C’est une lutte difficile, en raison de la toute-puissance des professeur·e·s à l’université. Pour leur faire face, nous devrons renforcer l’organisation et la solidarité entre les chercheuses et chercheurs – à Genève, mais aussi entre les différentes universités et hautes écoles. Le travail syndical reste une clé incontournable.


Sur le vif

«Donner plus de pouvoir aux chercheuses»

Comment améliorer concrètement la situation des chercheuses et chercheurs?

Cécile – Le principal problème réside dans la vulnérabilité du personnel académique. C’est donc là-dessus qu’il faut agir en priorité.

Pour diminuer la précarité de ces salarié·e·s, il faut créer des postes de travail stables. Cela passe par une solution politique. C’est dans cet objectif que nous avons déposé à Berne, en octobre dernier, une pétition munie de 8600 signatures.

Pour lutter efficacement contre le harcèlement, il faudrait en parallèle donner plus de pouvoir aux chercheuses et chercheurs, afin qu’ils·elles puissent dénoncer les abus subis.

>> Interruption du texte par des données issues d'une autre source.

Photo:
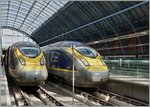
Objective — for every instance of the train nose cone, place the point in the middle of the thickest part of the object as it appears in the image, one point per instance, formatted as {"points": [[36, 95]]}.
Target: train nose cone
{"points": [[34, 75], [101, 76]]}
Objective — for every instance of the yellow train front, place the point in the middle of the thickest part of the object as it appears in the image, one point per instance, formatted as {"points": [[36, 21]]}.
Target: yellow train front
{"points": [[90, 69], [25, 64]]}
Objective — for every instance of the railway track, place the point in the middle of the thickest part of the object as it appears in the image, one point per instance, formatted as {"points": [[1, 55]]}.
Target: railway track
{"points": [[117, 99], [84, 97], [23, 98]]}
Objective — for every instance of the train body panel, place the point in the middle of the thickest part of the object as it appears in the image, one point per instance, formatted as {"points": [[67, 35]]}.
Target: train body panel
{"points": [[24, 65], [90, 71]]}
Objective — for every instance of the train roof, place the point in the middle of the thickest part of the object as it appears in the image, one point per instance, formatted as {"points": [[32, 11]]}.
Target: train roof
{"points": [[67, 44], [23, 44]]}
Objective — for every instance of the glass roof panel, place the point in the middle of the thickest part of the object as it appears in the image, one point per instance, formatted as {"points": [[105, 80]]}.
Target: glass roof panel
{"points": [[28, 15]]}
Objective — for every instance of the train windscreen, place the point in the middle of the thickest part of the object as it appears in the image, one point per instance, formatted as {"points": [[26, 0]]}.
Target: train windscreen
{"points": [[30, 51], [87, 51]]}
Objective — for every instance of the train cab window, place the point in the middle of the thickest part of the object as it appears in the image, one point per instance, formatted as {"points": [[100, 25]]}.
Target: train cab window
{"points": [[54, 59], [60, 60], [30, 51], [87, 51]]}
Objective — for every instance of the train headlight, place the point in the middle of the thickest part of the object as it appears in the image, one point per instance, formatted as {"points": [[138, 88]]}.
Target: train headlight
{"points": [[22, 61], [42, 61], [103, 62], [84, 61]]}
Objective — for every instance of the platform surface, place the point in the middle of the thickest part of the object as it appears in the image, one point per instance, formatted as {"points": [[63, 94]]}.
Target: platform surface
{"points": [[4, 91], [130, 79]]}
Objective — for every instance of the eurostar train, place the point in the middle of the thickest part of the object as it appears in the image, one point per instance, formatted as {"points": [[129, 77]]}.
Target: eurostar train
{"points": [[25, 64], [89, 67]]}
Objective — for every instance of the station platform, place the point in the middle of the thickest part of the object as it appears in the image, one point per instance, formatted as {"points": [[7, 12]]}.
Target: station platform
{"points": [[130, 79], [4, 90]]}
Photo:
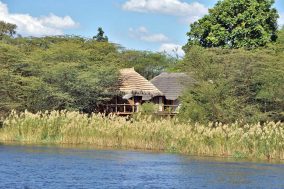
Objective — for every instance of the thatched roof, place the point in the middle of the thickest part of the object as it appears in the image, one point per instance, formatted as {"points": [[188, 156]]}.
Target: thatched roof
{"points": [[172, 84], [132, 82]]}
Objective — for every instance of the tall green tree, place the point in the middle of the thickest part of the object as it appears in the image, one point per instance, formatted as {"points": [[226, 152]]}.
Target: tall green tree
{"points": [[100, 37], [236, 24]]}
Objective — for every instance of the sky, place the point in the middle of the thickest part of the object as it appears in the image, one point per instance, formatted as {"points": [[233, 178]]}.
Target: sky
{"points": [[156, 25]]}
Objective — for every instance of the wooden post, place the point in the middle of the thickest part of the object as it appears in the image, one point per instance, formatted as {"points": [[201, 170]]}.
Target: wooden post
{"points": [[116, 104]]}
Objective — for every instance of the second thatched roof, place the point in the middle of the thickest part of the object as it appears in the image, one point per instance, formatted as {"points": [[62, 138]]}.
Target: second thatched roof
{"points": [[172, 84], [133, 83]]}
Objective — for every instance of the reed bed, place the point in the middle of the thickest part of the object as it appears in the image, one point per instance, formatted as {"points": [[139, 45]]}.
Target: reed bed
{"points": [[261, 141]]}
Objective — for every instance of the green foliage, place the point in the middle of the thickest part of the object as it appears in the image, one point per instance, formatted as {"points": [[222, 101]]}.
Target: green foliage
{"points": [[236, 24], [148, 64], [100, 37], [65, 72], [7, 29], [234, 85]]}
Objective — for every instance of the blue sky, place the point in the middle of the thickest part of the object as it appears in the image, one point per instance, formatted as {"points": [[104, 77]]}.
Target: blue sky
{"points": [[155, 25]]}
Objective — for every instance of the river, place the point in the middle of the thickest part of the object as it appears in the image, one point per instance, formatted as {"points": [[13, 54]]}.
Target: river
{"points": [[36, 167]]}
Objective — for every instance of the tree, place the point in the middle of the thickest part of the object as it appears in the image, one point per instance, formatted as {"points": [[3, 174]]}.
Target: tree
{"points": [[236, 24], [100, 37], [7, 29]]}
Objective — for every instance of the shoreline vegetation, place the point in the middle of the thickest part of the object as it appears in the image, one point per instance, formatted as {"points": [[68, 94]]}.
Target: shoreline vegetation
{"points": [[239, 140]]}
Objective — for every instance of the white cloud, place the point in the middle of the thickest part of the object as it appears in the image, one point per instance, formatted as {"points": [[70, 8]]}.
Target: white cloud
{"points": [[37, 26], [172, 49], [143, 34], [189, 12]]}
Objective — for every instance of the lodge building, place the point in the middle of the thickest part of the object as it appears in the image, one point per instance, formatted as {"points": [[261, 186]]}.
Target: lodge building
{"points": [[134, 90]]}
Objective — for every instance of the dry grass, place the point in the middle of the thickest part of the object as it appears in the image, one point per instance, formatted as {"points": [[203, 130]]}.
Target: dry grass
{"points": [[238, 140]]}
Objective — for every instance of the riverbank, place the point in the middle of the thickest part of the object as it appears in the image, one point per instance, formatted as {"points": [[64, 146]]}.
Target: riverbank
{"points": [[228, 140]]}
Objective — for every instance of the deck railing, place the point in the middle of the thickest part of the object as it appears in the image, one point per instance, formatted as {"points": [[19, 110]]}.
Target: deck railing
{"points": [[128, 109]]}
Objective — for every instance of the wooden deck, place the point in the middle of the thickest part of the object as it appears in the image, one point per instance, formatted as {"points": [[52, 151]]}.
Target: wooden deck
{"points": [[128, 109]]}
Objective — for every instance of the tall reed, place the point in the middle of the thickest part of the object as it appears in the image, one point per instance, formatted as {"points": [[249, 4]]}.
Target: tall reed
{"points": [[264, 141]]}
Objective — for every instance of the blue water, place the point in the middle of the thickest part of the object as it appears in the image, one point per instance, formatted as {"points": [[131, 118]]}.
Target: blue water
{"points": [[33, 167]]}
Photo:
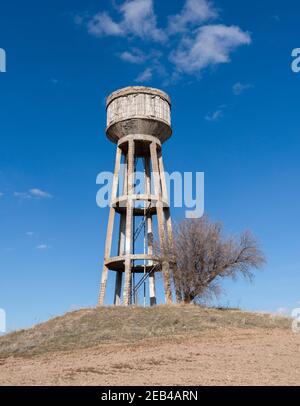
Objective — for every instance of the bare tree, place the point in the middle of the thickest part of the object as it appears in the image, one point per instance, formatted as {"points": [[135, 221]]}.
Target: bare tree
{"points": [[201, 256]]}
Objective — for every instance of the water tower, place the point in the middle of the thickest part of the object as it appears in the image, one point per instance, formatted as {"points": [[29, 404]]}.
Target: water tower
{"points": [[138, 122]]}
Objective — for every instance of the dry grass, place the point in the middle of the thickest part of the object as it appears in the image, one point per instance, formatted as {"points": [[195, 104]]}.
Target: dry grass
{"points": [[90, 328]]}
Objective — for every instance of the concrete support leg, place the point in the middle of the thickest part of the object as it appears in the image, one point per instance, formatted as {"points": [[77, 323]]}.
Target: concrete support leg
{"points": [[149, 228], [129, 223], [119, 275], [161, 222], [110, 229]]}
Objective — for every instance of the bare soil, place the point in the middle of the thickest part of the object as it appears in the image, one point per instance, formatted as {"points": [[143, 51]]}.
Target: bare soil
{"points": [[230, 348]]}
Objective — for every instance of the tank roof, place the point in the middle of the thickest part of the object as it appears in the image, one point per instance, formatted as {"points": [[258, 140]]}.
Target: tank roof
{"points": [[137, 89]]}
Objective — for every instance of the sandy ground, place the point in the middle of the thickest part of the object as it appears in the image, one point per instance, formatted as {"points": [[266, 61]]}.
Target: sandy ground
{"points": [[236, 357]]}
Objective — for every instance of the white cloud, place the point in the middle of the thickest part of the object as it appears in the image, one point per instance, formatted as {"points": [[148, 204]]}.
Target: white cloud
{"points": [[22, 195], [138, 18], [101, 24], [134, 56], [211, 45], [193, 12], [33, 193], [42, 247], [145, 76], [215, 116], [40, 194], [239, 88], [196, 43]]}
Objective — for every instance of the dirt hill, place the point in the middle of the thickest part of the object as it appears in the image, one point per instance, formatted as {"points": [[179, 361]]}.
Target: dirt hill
{"points": [[165, 345]]}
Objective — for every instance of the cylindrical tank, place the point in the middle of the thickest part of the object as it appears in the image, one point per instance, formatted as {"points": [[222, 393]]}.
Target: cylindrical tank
{"points": [[138, 110]]}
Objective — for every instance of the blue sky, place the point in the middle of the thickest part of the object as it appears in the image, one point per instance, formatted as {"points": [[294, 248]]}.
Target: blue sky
{"points": [[227, 67]]}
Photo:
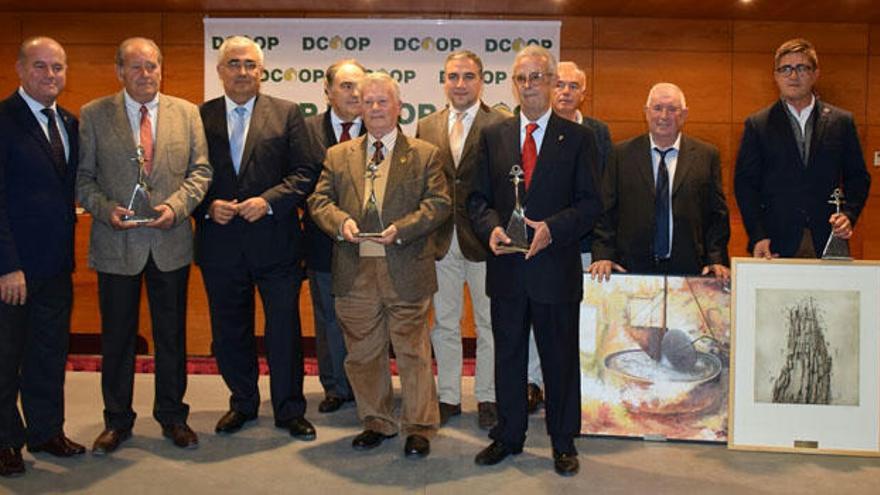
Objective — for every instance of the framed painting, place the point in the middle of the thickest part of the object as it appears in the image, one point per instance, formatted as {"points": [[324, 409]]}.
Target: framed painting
{"points": [[805, 356], [655, 357]]}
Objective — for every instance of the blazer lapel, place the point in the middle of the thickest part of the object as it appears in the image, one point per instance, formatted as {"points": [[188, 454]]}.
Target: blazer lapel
{"points": [[682, 165], [356, 156], [255, 129]]}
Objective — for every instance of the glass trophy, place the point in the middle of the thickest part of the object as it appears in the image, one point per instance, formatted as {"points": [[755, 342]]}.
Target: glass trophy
{"points": [[139, 202], [516, 226], [372, 223], [836, 248]]}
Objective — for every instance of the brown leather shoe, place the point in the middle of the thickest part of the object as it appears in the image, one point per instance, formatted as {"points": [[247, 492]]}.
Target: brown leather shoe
{"points": [[487, 415], [181, 434], [60, 446], [11, 464], [535, 397], [109, 440]]}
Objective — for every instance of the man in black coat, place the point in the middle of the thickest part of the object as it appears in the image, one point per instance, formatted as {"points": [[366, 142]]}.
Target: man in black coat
{"points": [[248, 235], [543, 287], [38, 159], [793, 155]]}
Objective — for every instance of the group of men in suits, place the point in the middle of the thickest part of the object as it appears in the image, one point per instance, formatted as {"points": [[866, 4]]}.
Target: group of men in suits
{"points": [[409, 221]]}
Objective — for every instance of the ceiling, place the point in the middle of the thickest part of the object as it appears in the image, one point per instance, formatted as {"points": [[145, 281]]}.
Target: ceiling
{"points": [[858, 11]]}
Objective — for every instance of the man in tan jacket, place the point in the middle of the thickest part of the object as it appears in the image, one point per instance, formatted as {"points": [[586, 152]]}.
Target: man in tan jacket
{"points": [[380, 196]]}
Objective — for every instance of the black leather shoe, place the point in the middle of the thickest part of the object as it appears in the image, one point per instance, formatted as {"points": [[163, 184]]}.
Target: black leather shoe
{"points": [[232, 421], [368, 440], [447, 411], [60, 446], [181, 434], [535, 397], [301, 429], [11, 464], [109, 440], [565, 464], [417, 446], [495, 453], [331, 403], [487, 415]]}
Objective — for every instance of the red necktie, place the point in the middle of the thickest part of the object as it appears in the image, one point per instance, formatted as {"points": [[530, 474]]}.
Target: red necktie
{"points": [[529, 153], [147, 139], [345, 136]]}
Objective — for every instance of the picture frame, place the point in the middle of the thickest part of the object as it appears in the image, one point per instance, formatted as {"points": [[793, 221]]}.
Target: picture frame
{"points": [[805, 356]]}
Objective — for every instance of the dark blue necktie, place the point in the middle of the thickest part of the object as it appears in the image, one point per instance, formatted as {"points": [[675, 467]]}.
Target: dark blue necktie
{"points": [[661, 208]]}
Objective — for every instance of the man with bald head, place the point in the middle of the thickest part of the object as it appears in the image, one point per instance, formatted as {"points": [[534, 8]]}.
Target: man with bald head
{"points": [[141, 135], [248, 237], [38, 160], [664, 210]]}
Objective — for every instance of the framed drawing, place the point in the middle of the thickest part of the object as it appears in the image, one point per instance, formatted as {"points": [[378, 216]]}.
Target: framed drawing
{"points": [[805, 361], [655, 357]]}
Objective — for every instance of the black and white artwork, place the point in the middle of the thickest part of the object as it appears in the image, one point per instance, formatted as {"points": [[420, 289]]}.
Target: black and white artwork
{"points": [[807, 347]]}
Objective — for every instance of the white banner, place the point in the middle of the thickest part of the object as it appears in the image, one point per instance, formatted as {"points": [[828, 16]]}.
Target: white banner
{"points": [[298, 52]]}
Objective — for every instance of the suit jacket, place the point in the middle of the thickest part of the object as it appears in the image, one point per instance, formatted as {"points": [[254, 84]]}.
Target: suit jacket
{"points": [[562, 194], [435, 129], [700, 223], [37, 214], [319, 246], [778, 195], [107, 174], [415, 201], [278, 164]]}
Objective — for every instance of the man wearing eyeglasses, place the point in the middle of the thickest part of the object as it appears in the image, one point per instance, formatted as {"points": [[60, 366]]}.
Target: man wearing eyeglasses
{"points": [[664, 210], [792, 157], [542, 287], [248, 236]]}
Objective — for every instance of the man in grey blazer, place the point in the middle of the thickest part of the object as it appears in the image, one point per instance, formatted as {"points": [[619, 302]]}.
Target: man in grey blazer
{"points": [[460, 256], [167, 133], [380, 196], [664, 210]]}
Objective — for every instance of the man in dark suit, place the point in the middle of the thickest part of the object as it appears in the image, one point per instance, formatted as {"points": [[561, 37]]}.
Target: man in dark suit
{"points": [[571, 86], [248, 235], [381, 196], [542, 288], [38, 157], [461, 258], [686, 231], [341, 122], [792, 157], [138, 135]]}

Un premier pas consisterait à séparer direction hiérarchique et direction scientifique. Il faudrait aussi, pour éviter les représailles, que l’université garantisse à toutes et tous la possibilité de pouvoir soutenir leur thèse.

Enfin, les services de ressources humaines devraient se pencher, au-delà des questions de gestion, sur le bien-être des travailleuses et travailleurs.

Tout cela exige un changement de paradigme. Il faudrait que la science trouve sa place de «bien commun» destinée au bien-être collectif, entre autres de ceux et celles qui la font – plutôt que se résumer à une course inutile pour figurer en tête de classements internationaux sans aucune valeur.

Cet objectif implique qu’on augmente les moyens financiers à disposition des universités. Or aujourd’hui, leurs budgets restent bloqués, alors qu’un nombre croissant de jeunes se lancent dans des hautes études. C’est une conséquence de la politique d’austérité qui s’applique dans notre pays et qui doit être remise en cause.